Mark St. John liked to tell a tale about how he was introduced to Vinnie Vincent one night and was told that he was "KISS' new lead guitarist." Mark St. John's reply? "KISS, what a shitty band!" Fast forward two albums later...
Minor one, the album title "Unmasked" became funny when KISS would become Unmasked for real 3 years later by taking off their makeup.
Magnum Opus: Most fans consider Destroyer to be the best studio album by the classic KISS lineup (Simmons, Stanley, Frehley, Criss), while Revenge is often considered the best studio album made during the unmasked years.
Memetic Sex God: Try to find ONE fangirl who never dreamt about sleeping with Stanley, or at least admitting he looks good.
And, of course, Gene Simmons claims that he's had sex with over 4,000 women in his life. Even if he's exaggerating (which wouldn't be impossible, considering Gene's personality) he still has a reputation as one of the most notorious womanizers in rock and roll.
One-Scene Wonder: Mark St. John, KISS' third lead guitarist. Only played on one album (Animalize), got reactive arthritis, and was replaced almost instantly with Bruce Kulick. Accounts vary on how many shows of the album's tour he played in, but most agree that St. John played very few, if any, and that Kulick ended up filling up for him in most of them.
The Prima Donna: Stanley and Simmons have stated how horribly difficult it was to collaborate with Vinnie Vincent, although some say it was partly their own fault.
In a quote from Vincent in an interview with Kerrang! he says that he felt responsible for giving them "a musical credibility that they'd never had before" but felt that they weren't letting him get the recognition he felt he deserved.
Stanley also has this opinion on Criss, in his 2014 autobiography he claimed that Criss made many unreasonable requests and was often painful to work with(particularly in the reunion tour and onwards)
Replacement Scrappy: Mostly averted with Eric Carr, but otherwise played straight for most part. Especially in regards to Eric Singer and Tommy Thayer using costumes/singing songs by Peter Criss and Ace Frehley.

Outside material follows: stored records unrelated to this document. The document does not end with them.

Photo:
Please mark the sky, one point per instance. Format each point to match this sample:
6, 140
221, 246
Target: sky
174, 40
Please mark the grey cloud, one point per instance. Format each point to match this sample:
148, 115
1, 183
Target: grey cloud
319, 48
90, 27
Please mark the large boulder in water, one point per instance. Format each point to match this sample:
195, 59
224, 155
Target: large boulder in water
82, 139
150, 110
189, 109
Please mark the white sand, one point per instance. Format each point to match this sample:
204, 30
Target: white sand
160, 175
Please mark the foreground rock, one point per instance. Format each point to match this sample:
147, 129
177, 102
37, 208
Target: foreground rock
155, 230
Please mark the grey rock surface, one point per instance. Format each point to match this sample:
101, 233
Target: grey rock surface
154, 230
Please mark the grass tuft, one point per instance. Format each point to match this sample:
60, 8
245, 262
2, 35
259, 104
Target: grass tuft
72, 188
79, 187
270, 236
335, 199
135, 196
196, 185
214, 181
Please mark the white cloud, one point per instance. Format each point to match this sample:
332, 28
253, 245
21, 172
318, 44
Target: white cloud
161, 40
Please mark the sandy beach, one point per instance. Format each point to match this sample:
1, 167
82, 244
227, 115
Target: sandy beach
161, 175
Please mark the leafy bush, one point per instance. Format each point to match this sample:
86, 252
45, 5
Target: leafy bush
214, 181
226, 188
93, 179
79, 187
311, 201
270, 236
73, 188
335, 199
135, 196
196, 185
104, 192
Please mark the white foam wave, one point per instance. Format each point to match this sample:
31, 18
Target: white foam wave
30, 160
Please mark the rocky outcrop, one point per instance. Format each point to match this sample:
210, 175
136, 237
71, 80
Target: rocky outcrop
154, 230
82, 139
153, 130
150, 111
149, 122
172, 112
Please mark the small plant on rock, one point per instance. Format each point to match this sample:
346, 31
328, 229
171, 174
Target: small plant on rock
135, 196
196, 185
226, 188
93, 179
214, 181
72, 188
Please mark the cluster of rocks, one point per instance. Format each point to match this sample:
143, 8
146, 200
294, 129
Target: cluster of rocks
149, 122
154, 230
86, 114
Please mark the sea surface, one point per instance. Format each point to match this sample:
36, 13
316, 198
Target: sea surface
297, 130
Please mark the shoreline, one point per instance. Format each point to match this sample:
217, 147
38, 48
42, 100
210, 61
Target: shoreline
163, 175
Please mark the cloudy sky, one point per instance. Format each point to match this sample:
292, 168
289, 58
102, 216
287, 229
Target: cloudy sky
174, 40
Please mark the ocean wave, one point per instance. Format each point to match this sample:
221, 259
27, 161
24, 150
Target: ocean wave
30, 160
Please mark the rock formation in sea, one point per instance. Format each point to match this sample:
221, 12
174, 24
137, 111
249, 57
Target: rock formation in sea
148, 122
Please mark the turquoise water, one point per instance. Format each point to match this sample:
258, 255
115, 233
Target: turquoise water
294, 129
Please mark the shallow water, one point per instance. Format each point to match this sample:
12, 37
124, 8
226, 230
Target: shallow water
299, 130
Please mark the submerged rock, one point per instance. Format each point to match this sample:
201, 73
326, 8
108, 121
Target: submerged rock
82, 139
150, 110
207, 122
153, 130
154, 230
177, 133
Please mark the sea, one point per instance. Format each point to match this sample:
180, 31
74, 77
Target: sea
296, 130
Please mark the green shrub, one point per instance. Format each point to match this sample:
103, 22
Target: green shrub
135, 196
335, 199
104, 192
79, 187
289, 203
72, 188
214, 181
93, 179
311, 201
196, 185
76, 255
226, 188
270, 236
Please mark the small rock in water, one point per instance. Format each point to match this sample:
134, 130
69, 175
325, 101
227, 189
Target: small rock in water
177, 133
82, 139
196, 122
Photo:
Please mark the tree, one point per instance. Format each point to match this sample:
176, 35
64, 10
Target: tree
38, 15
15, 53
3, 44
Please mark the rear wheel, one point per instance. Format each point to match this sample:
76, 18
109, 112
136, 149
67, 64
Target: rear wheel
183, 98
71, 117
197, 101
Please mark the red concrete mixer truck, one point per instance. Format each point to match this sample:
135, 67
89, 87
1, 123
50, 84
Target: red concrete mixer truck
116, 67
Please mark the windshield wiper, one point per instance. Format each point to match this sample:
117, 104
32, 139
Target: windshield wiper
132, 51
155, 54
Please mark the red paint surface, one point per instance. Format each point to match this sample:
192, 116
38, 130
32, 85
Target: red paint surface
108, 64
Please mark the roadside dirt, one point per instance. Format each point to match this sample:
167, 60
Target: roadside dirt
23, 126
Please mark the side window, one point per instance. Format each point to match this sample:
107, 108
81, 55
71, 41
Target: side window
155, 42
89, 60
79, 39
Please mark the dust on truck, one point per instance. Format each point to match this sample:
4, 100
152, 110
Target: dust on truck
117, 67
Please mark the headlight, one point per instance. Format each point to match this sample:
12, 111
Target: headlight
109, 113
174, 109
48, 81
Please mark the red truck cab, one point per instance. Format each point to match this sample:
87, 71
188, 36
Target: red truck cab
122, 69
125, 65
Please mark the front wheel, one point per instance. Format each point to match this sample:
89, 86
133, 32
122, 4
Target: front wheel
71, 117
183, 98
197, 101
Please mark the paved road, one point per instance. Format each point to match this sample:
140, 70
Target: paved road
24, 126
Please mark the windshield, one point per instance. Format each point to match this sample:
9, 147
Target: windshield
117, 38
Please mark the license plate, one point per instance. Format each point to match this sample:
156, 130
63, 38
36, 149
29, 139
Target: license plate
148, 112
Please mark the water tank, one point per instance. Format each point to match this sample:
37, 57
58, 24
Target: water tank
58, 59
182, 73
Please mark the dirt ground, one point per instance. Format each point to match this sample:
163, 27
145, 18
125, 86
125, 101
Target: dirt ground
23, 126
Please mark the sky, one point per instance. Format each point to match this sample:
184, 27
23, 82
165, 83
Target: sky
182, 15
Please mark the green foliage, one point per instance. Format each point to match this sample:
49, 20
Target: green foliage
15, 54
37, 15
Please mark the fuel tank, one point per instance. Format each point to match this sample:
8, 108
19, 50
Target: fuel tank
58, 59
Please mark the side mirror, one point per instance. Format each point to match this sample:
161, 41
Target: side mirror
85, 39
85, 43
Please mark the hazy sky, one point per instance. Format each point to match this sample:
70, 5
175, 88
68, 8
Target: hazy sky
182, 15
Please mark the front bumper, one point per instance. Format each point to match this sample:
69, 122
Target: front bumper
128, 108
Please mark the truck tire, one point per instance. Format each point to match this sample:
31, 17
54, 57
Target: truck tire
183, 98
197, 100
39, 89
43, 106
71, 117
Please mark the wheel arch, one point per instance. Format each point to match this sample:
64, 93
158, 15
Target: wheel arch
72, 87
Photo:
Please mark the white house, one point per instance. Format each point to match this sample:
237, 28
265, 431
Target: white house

Signature Song: "Rock and Roll All Nite", which almost always serves as the final encore at KISS concerts.
They Changed It, Now It Sucks: This will generally be the attitude among a vocal portion of the band's fandom whenever a personnel shakeup takes place. The current lineup especially gets people riled up, since Tommy Thayer and Eric Singer are wearing the makeup of the absent original members, and there are some out there who still resent Singer for not being Eric Carr.